As we regard this case, the view taken by the trial court was too circumscribed and was erroneous. The defendant company was informed by the application that the car was second-hand, secured by the applicant in trade. The only materiality of the year when the car was originally built was as it affected its value and thereby the moral hazard of the risk assumed by the company. As the automobile in this case had been partially rebuilt in 1913 and completely rebuilt in 1914, the year when it was originally built was no.t much of an index to its real value. Originally it was a four-passenger touring car, and it was almost entirely changed. It might well have been that, after having been rebuilt in 1914, it was more valuable than a new car built in 1913. Hence, we do not consider that the erroneous statement in the application that the car was built in 1913 was, under the circumstances, very material, and certainly it was not sufficiently material under our statute to warrant the court in holding as a matter of law that it deceived the insurer to its injury. For this reason, we believe that the order directing a verdict for .defendant was erroneous.

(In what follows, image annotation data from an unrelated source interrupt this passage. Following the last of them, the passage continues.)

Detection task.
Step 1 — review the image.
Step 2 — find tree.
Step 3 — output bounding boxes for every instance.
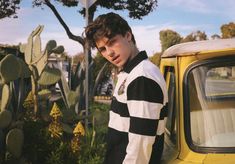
[160,29,182,52]
[0,0,158,116]
[0,0,20,19]
[182,30,207,43]
[220,22,235,38]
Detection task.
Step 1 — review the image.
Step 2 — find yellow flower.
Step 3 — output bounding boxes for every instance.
[50,103,62,119]
[23,91,34,109]
[73,122,85,136]
[49,121,63,138]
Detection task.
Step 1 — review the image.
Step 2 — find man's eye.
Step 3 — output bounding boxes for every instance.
[99,48,105,52]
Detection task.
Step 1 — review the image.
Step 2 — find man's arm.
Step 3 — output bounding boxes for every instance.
[123,76,165,164]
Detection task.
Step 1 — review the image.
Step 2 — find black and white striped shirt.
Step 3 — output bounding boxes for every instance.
[105,51,168,164]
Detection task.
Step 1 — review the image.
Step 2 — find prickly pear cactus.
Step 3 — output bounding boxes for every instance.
[0,110,12,129]
[0,84,12,111]
[38,67,61,85]
[0,54,22,83]
[6,128,24,158]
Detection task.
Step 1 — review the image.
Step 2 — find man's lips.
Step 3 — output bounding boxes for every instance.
[112,55,119,62]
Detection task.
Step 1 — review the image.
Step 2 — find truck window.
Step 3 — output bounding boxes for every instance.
[188,60,235,148]
[165,67,176,144]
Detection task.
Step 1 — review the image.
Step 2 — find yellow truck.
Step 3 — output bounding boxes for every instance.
[160,38,235,164]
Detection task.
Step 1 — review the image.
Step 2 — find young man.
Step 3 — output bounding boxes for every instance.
[85,13,168,164]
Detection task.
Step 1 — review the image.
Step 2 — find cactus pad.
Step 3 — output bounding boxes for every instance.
[0,84,12,111]
[0,110,12,129]
[38,67,61,85]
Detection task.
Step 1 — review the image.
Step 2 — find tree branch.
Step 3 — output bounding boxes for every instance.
[45,0,85,46]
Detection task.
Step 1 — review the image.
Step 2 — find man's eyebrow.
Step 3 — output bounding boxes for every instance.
[97,38,112,51]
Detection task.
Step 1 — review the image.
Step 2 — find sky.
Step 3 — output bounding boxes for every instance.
[0,0,235,56]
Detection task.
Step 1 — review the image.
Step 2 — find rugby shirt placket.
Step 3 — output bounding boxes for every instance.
[107,51,167,164]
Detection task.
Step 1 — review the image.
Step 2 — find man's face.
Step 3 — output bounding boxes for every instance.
[96,32,133,68]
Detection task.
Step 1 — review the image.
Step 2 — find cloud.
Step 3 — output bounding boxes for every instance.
[159,0,210,13]
[132,22,210,56]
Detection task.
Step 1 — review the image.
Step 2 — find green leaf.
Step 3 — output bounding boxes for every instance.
[38,67,61,85]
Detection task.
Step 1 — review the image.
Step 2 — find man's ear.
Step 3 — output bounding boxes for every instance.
[125,31,132,41]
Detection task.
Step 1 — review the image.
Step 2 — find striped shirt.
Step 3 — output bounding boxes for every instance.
[104,51,168,164]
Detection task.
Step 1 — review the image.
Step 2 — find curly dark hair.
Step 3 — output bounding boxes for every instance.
[85,12,136,48]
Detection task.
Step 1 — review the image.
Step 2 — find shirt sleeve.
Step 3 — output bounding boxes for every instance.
[123,76,164,164]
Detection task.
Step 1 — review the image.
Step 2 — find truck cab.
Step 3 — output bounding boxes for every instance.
[160,39,235,164]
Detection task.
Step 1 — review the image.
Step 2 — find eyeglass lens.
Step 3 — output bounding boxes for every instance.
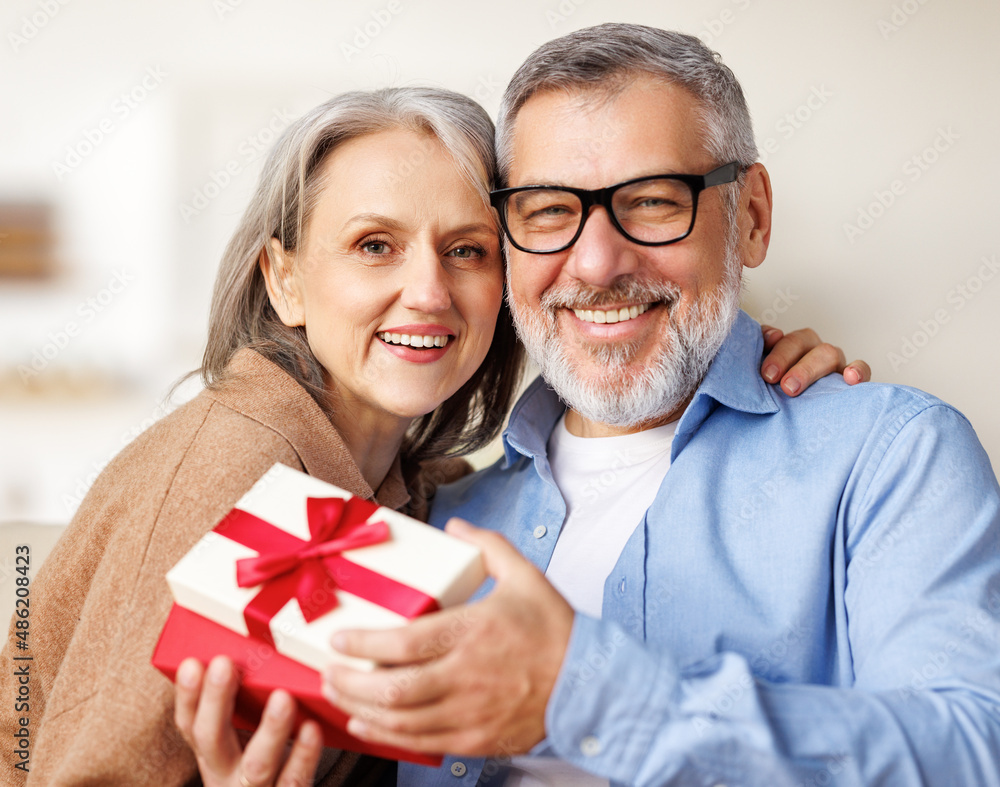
[506,178,694,251]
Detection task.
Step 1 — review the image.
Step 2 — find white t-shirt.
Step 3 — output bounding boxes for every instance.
[504,416,677,787]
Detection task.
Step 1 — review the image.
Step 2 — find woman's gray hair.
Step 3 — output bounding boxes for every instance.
[497,22,757,225]
[200,87,523,468]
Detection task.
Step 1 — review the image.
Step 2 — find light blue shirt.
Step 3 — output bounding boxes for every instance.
[399,313,1000,787]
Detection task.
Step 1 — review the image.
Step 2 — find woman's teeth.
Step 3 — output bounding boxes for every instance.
[573,303,653,324]
[375,331,451,347]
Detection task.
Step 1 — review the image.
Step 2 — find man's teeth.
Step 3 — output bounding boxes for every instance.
[573,303,653,324]
[376,331,451,347]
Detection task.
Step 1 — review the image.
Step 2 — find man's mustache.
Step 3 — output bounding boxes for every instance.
[540,276,681,313]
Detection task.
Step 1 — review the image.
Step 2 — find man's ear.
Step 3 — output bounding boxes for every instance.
[739,162,772,268]
[258,238,306,328]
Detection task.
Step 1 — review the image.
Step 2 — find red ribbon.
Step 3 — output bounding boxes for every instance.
[215,497,438,645]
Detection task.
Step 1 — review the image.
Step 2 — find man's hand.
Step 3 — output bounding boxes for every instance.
[760,325,872,396]
[324,519,573,756]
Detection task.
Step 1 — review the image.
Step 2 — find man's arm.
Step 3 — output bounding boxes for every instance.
[324,406,1000,787]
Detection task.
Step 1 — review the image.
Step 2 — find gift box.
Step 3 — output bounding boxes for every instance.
[153,464,485,763]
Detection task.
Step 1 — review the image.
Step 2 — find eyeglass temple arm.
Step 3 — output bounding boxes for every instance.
[705,161,740,188]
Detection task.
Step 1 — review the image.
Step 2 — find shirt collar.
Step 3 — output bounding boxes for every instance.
[503,311,778,467]
[672,311,779,457]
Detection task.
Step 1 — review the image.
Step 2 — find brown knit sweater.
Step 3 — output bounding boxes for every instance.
[0,350,462,787]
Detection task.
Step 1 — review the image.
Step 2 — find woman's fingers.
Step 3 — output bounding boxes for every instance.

There is another view to be taken in this case. It is that, while the application erroneously stated 1913 as the year when the car was built, the application correctly stated the Model “30-60,” and thus the applicant put in possession of the company the means of learning that no *683Stearns'automobiles of the Model 30-60 were built after the year 1910, or early in 1911. Was it the duty of the company to pursue this clue furnished by the applicant toward discovering the fact? We think so. Berry, Automobiles (2d ed.) s,ec. 940, is as follows:

“But an insurance company is regarded as knowing what it ought to know, and it cannot set up a material misrepresentation in defense of an action on a policy, if with proper attention to its own business it could have been apprised of the truth of the subject of the representation. And if it knows that such statement was false and proceeds as if it were true, it will be estopped to set it up in defense.” See British & Foreign Marine Ins. Co. v. Cummings, 113 Md. 350.

With this information furnished in the application, it cannot be said as a matter of law that the company was deceived by the misstatement of the year in which the car was built. • i

There is still another view of this case that we think tenable. It is that, even assuming that the company was deceived by the misstatement of the year in which the automobile was originally built, and even assuming that it was under no obligation to learn that no Model 30-60 cars were built by the Stearns company after 1910, still it does not appear that such deception was “to its injury,” as required by the statute, for the. simple reason that there is no evidence that the car as completely rebuilt was less valuable at the time the policy issued than a car built in 1913 by the Stearns company would have been.

In our opinion the court was not warranted in directing a verdict for the defendant', and we therefore recommend that the judgment of the district court be reversed and the cause remanded.

Per Curiam. For the reasons stated in the foregoing opinion, the judgment of the district court is reversed and the cause remanded, and this opinion is adopted by. and made the opinion of the court.